Estonian-American acoustical engineer

Leon H. Sibul (August 30, 1932 – February 19, 2007) was with Pennsylvania State University’s Applied Research Laboratory from 1964 to 2002, where he retired as a senior scientist and professor of acoustics.

Leon Sibul was born in Võru, Estonia. In 1944 he fled his native country during the Russian occupation of Estonia, which lasted more than 50 years. He escaped to a refugee camp in Augsburg, Germany where he attended high school. In 1949, he emigrated to the U.S. and lived in the Washington, D.C., area. A veteran of the U.S. Air Force, he served from 1953 to 1957 as an electronic and radio technician.

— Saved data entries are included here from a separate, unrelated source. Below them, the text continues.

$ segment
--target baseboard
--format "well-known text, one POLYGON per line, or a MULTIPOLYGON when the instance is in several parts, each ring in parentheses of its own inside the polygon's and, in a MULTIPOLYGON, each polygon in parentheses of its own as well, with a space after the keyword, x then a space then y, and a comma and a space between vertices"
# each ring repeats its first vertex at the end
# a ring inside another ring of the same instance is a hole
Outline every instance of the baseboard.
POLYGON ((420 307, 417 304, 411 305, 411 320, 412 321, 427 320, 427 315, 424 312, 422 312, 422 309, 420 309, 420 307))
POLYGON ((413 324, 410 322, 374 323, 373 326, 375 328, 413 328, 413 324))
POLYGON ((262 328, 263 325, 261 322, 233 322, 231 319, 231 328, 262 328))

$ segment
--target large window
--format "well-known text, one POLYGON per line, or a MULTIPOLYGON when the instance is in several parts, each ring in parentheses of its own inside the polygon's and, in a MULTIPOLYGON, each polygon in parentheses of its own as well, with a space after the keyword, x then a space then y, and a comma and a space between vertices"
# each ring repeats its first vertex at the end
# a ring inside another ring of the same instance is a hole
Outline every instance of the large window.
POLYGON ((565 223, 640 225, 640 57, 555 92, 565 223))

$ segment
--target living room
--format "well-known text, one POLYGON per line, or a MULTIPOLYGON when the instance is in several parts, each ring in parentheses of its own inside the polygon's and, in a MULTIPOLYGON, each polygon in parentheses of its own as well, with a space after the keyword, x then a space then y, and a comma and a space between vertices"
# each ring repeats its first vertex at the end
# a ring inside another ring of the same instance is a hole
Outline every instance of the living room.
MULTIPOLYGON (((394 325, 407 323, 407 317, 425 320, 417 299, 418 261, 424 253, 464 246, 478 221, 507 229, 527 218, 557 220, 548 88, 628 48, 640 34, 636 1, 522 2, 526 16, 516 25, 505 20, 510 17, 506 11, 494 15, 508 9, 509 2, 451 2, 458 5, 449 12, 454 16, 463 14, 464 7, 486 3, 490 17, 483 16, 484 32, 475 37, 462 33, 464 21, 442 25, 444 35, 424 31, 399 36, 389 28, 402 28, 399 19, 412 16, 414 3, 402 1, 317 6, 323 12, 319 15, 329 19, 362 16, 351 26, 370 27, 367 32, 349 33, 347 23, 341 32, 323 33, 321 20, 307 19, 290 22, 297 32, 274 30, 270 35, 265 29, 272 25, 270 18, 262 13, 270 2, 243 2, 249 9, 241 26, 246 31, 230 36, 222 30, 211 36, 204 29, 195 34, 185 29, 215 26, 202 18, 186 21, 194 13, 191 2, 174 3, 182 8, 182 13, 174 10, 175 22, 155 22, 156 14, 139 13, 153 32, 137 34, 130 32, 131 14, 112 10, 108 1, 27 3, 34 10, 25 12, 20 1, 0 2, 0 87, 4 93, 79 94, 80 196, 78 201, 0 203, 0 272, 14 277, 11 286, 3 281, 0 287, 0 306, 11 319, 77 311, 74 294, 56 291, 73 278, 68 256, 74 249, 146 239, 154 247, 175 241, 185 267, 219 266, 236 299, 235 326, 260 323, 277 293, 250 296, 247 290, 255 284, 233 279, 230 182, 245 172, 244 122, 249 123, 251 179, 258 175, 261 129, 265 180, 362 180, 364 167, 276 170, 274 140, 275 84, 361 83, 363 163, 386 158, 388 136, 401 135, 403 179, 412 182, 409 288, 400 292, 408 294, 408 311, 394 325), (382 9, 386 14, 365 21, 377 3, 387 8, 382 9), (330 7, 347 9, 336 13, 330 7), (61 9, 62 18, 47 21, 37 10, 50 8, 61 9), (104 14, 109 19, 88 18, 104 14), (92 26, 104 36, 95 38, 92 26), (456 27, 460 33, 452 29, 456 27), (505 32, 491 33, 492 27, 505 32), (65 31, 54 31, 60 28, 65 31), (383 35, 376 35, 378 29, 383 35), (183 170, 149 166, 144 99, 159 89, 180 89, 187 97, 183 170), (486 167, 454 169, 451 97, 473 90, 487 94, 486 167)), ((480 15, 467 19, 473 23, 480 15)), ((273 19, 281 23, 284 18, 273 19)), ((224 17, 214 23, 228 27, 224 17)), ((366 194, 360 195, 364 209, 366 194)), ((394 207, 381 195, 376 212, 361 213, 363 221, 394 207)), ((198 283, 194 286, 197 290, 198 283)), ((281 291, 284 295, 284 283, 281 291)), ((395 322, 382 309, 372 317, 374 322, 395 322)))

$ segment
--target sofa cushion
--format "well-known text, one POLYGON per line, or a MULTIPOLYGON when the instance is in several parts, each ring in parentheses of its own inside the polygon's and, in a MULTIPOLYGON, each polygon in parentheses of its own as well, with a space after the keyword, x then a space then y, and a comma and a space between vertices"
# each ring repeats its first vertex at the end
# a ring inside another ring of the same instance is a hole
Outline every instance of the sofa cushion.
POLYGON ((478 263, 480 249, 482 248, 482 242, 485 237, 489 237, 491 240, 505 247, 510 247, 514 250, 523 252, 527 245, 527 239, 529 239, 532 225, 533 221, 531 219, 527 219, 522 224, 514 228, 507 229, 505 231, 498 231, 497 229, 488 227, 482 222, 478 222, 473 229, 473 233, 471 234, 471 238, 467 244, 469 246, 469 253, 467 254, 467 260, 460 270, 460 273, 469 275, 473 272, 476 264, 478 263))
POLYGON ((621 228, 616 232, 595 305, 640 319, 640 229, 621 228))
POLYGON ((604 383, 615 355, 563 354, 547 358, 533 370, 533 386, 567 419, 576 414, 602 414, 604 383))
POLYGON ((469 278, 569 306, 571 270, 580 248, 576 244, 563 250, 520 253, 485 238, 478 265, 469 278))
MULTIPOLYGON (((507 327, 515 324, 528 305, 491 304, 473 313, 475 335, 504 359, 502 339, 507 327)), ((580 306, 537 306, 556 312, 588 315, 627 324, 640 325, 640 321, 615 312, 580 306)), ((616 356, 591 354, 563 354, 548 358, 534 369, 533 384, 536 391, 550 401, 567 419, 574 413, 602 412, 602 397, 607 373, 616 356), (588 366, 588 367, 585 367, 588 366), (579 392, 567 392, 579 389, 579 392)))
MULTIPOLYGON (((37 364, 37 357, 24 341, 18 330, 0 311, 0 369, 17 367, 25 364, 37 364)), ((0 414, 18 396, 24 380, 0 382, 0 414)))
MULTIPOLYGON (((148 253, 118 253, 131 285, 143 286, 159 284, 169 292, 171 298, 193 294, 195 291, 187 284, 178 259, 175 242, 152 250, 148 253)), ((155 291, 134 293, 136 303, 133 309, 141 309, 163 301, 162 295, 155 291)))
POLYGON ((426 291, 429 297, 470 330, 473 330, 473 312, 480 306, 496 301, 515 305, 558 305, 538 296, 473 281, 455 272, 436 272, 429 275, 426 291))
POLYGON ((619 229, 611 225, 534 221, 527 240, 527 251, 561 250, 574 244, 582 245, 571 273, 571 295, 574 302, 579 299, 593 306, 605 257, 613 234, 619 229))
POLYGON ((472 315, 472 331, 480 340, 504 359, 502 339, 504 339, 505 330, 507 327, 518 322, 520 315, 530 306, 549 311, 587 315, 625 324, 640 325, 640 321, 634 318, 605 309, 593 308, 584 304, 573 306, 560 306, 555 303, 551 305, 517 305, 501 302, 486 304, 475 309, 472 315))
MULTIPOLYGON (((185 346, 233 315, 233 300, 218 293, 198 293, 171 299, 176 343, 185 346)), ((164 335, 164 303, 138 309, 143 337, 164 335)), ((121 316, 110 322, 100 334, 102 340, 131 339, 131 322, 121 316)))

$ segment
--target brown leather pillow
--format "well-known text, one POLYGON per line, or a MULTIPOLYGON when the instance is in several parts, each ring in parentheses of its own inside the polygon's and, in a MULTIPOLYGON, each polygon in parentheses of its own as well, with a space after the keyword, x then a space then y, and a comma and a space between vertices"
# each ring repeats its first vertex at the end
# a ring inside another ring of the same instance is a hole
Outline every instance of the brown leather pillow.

After his military service, he attended George Washington University and graduated in 1960 with a Bachelor of Electrical engineering degree. From 1960 to 1964 he was employed at Bell Labs, working on an electronic switching system, as well as on Telstar, the communication satellite credited with ushering in the era of satellite communications.

He earned a Master in Electrical Engineering degree from New York University in 1963. In 1964 he started working for Pennsylvania State University’s Applied Research Laboratory, receiving his Ph.D. from Penn State in 1968. While at ARL he conducted fundamental and applied signal processing research and development for undersea weapons guidance and control, sonar systems and other Navy applications. He was a pioneer in applying signal processing to underwater systems’ guidance and control.

His publications included the textbook "Adaptive Signal Processing," author and co-author of 40 papers in refereed journals, six chapters in edited books, close to 100 conference presentations in his field and two U.S. patents. He was a life member of the Institute of Electrical and Electronics Engineers (IEEE), Society for Industrial and Applied Mathematics, Senior Member of Sigma Xi and a Fellow of the Acoustical Society of America.

In 1973, Sibul was elected commodore of the Nittany Valley Sailing Club. In 2003, the Penn State Sailing Club renamed their training grounds "The Sibul Sailing Center", after the long-time faculty adviser. (Sibul had been with the club since 1974.)